I think it is becoming clear that the collection of problems known as metabolic syndrome appear to centre around liver pathology. I accidentally ended up in these posts via iron overload and MODY1 of all things. Anyway, here's an introduction to the strange world of alcohol research in lab rats.
First I've got to apologise for these next few posts. They are mostly based around rats, fed by surgically implanted gastric canulae, with bizarre diets formulated to be fed as a liquid by constant rate infusion 23 out of 24h a day. Don't ask me why the rats got an hour off! I have to admit that I personally think lab rats are more like humans than many other observers do, but that may be because I've had so many of them as pets over the years. These rats do a number of things which are supposed to be impossible and a number which are just interesting.
Before we go to alcohol, lets just look at saturated fat and weight gain. These diets are isolacoric to the nth degree. There is no need to correct for caloric intake. They all got the same, 23/7. So we are not talking appetite here, just calories in vs calories out. All diets were 45% fat with protein and carbs also held constant. The table doesn't specifiy but you can be certain that the carbohydrate will be glucose or a glucose precursor. If you are looking at alcoholic cirrhosis you're not going to feed fructose!
Table 1 gives you the diet composition. That 45% of calories from fat was either pure corn oil or had increasing amounts replaced by a mix of beef and MCT fats. The highest saturated fat group had 30% of calories from saturated fat and 15% from corn oil.
Table 3 gives you the weight gain. Just look at the control groups: "Eat" corn oil as your sole source of fat and you gain 5.5g/d. Replace some of that corn oil with 10% of calories from saturated fat and there is a similar weight gain but go to 20% of calories as saturated fat and weight gain drops to 4.9g/d and go to 30% of calories from saturated fat and weight gain is 3.8g/d.
Under isocaloric conditions, simply switching from something quite like butter or coconut oil to "heart healthy" sunflower oil will make you FAT. Of course if you are used to eating butter and someone cooked your eggs in yellow boot polish you might lose weight because you would spit the "food" out on the floor anyway!

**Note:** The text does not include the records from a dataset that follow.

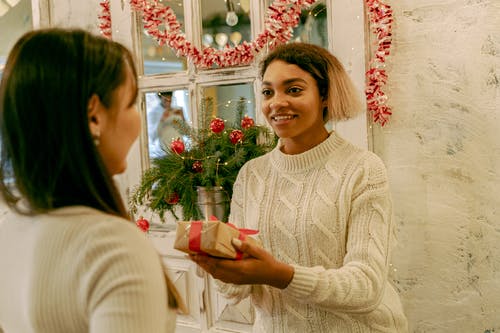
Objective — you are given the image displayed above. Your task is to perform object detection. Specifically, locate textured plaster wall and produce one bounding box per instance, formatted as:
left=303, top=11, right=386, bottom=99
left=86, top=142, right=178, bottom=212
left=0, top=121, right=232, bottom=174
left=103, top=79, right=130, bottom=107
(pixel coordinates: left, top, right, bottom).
left=372, top=0, right=500, bottom=333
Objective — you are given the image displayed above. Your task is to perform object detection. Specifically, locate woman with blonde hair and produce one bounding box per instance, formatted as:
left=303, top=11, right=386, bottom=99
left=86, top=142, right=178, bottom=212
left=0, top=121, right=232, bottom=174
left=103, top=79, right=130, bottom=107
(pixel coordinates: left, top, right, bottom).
left=191, top=43, right=407, bottom=333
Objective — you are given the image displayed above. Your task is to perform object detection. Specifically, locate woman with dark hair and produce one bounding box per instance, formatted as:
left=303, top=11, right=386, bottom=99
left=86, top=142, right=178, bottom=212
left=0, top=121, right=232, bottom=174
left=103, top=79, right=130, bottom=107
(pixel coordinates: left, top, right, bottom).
left=192, top=43, right=407, bottom=333
left=0, top=29, right=180, bottom=333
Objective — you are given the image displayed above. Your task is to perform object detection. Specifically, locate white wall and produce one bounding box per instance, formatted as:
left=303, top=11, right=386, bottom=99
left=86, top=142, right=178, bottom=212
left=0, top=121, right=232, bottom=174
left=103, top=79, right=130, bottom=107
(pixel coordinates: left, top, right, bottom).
left=373, top=0, right=500, bottom=333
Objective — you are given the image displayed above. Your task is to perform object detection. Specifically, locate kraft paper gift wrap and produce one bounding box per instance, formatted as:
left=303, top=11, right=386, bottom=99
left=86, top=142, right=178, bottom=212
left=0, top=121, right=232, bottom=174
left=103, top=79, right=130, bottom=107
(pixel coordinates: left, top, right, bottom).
left=174, top=221, right=260, bottom=259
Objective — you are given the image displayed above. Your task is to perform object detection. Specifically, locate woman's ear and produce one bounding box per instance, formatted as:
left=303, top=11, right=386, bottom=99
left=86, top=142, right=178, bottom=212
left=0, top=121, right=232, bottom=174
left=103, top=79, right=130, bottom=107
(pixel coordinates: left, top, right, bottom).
left=87, top=94, right=101, bottom=136
left=87, top=94, right=103, bottom=141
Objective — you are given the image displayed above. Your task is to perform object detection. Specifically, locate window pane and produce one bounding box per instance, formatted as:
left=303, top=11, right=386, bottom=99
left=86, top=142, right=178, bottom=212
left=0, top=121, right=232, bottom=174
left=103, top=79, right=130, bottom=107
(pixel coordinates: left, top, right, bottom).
left=144, top=90, right=190, bottom=159
left=141, top=0, right=187, bottom=75
left=201, top=0, right=252, bottom=68
left=202, top=83, right=255, bottom=123
left=0, top=0, right=33, bottom=78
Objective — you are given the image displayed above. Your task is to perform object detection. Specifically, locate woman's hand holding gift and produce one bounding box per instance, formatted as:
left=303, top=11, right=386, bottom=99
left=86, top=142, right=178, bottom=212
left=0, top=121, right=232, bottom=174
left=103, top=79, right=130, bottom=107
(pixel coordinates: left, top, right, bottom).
left=189, top=238, right=294, bottom=289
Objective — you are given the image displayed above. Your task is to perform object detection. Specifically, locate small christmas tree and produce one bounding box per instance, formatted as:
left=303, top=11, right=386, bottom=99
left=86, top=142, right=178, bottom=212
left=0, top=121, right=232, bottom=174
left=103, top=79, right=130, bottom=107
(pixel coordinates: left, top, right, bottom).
left=129, top=97, right=277, bottom=220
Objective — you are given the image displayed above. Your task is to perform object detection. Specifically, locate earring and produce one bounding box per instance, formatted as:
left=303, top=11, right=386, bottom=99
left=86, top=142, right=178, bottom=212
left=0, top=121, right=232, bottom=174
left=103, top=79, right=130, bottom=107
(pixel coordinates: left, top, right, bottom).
left=92, top=130, right=101, bottom=147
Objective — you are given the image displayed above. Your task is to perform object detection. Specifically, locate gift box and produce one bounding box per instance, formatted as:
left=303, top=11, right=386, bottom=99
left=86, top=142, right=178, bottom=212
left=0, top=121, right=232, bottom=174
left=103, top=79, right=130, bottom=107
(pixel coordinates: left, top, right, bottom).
left=174, top=221, right=260, bottom=259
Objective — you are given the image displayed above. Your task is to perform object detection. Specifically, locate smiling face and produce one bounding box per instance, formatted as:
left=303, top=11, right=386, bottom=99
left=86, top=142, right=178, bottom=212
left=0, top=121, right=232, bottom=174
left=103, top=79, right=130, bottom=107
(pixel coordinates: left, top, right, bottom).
left=262, top=60, right=328, bottom=154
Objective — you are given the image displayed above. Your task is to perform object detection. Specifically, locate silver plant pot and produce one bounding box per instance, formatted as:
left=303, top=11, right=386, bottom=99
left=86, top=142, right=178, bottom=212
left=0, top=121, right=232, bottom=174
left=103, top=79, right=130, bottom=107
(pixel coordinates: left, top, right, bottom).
left=196, top=186, right=229, bottom=222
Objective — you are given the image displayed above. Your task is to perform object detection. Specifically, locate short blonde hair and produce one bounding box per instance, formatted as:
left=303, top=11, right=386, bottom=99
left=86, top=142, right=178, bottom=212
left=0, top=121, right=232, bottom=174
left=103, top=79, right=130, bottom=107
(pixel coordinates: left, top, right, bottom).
left=260, top=43, right=363, bottom=123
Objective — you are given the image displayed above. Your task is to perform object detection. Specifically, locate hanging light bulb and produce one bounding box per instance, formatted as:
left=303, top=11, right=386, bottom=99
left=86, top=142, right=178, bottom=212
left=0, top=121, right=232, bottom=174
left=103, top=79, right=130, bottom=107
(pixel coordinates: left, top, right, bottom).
left=0, top=0, right=10, bottom=17
left=226, top=0, right=238, bottom=27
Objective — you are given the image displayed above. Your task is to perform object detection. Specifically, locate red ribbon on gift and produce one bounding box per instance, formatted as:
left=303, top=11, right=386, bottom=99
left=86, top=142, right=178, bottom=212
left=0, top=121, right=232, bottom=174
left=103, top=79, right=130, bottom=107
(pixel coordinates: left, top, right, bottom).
left=189, top=216, right=259, bottom=260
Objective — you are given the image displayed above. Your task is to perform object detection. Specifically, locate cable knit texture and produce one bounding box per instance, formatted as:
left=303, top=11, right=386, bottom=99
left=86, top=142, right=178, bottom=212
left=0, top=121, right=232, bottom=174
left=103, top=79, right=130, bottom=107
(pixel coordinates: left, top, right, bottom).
left=0, top=207, right=175, bottom=333
left=217, top=132, right=407, bottom=333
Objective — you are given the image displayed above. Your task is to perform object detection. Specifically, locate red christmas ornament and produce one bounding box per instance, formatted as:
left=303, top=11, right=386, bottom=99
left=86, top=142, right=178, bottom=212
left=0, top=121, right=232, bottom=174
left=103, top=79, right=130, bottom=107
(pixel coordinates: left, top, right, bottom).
left=193, top=161, right=203, bottom=173
left=135, top=216, right=149, bottom=232
left=165, top=192, right=180, bottom=205
left=229, top=130, right=244, bottom=145
left=210, top=118, right=224, bottom=133
left=170, top=139, right=185, bottom=154
left=241, top=116, right=255, bottom=129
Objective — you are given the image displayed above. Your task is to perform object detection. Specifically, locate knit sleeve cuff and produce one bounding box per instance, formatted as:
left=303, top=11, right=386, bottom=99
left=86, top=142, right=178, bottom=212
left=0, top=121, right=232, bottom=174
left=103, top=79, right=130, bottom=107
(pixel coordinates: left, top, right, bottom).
left=283, top=265, right=318, bottom=299
left=214, top=279, right=252, bottom=304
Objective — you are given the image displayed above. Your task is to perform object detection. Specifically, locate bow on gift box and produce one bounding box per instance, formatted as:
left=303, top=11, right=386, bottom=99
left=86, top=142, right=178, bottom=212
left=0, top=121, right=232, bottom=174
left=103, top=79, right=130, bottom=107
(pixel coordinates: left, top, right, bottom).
left=189, top=216, right=259, bottom=260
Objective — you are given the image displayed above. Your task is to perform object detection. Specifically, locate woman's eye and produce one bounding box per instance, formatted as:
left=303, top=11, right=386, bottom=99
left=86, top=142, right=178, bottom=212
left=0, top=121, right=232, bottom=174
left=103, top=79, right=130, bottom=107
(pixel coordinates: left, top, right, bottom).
left=288, top=87, right=302, bottom=94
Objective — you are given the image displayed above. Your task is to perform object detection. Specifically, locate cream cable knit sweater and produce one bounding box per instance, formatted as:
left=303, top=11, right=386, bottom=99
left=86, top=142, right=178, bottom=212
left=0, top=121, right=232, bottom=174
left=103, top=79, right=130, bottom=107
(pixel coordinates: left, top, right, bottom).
left=0, top=207, right=176, bottom=333
left=217, top=132, right=407, bottom=333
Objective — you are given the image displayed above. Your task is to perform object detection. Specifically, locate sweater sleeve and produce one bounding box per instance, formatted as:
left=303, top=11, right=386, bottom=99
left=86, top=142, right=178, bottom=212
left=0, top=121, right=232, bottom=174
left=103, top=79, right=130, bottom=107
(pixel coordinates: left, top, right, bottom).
left=80, top=217, right=175, bottom=333
left=214, top=164, right=252, bottom=304
left=284, top=153, right=392, bottom=313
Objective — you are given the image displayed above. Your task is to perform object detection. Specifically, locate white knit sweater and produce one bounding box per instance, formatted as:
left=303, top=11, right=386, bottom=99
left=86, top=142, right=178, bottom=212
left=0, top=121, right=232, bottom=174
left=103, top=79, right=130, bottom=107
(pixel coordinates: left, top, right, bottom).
left=0, top=207, right=175, bottom=333
left=217, top=132, right=407, bottom=333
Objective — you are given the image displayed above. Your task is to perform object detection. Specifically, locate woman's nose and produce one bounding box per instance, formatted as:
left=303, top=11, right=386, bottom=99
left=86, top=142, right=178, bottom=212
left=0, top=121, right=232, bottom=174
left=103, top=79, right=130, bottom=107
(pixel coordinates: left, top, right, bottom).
left=269, top=97, right=288, bottom=111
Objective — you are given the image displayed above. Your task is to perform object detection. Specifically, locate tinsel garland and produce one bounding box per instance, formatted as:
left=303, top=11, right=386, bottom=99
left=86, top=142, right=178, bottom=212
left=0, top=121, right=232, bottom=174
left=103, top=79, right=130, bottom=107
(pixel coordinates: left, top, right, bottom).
left=365, top=0, right=393, bottom=126
left=99, top=0, right=393, bottom=126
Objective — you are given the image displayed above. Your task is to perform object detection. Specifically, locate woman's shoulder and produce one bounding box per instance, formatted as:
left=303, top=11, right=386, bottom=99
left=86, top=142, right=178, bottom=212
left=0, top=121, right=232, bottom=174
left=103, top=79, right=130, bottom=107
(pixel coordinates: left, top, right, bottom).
left=42, top=206, right=144, bottom=243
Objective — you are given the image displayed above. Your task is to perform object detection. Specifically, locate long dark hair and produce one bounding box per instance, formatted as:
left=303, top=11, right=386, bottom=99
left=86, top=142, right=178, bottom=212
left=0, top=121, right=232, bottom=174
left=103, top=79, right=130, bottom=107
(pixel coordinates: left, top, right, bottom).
left=0, top=28, right=137, bottom=218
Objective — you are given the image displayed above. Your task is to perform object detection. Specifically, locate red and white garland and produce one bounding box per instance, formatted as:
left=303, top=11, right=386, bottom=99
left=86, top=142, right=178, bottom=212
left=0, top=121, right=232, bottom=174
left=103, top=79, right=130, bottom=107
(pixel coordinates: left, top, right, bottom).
left=365, top=0, right=393, bottom=126
left=99, top=0, right=393, bottom=126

The rats got no choice. Corn oil fattens relative to a beef/coconut fat mixture.
Now it's worth looking at the effect of alcohol on liver pathology. This is best shown in Figure 2.
Without alcohol the lipid composition of the diet has no effect on liver pathology (small black bars). Replace carbohydrate with ethanol and the lipid source of the diet determines you liver pathology. Corn oil is catastrophic. By the time you are eating 30% of your calories as saturated fat and only 15% as corn oil your liver is almost OK. I leave it to anyone's eye to follow the trend and think about a diet which has 45% of it's calories as saturated fat and none as corn oil.
To me the message is clear. In the presence of ethanol the determinant of your liver pathology is the amount of corn oil you "drink". Fish oil does the same, the next few posts all use fish oil.
If anyone thinks that fructose is different to alcohol in it's effect on the liver, you're wrong!
I think the Food Standards Agency in the UK must have some sort of shares in liver transplantation programs or hardware.
Oh, another aspect of this study; at a given level of corn oil the weight gain was always less in the alcohol group than in the control group. Alcohol calories were being substituted for carbohydrate calories. Alcohol is not insulogenic, carbohydrate is. I'd expect alcohol to be associated with less weight gain as blood insulin levels would be lower. Come back Gary Taubes. You wus right agin! Dr Jebb, it's not a closed system.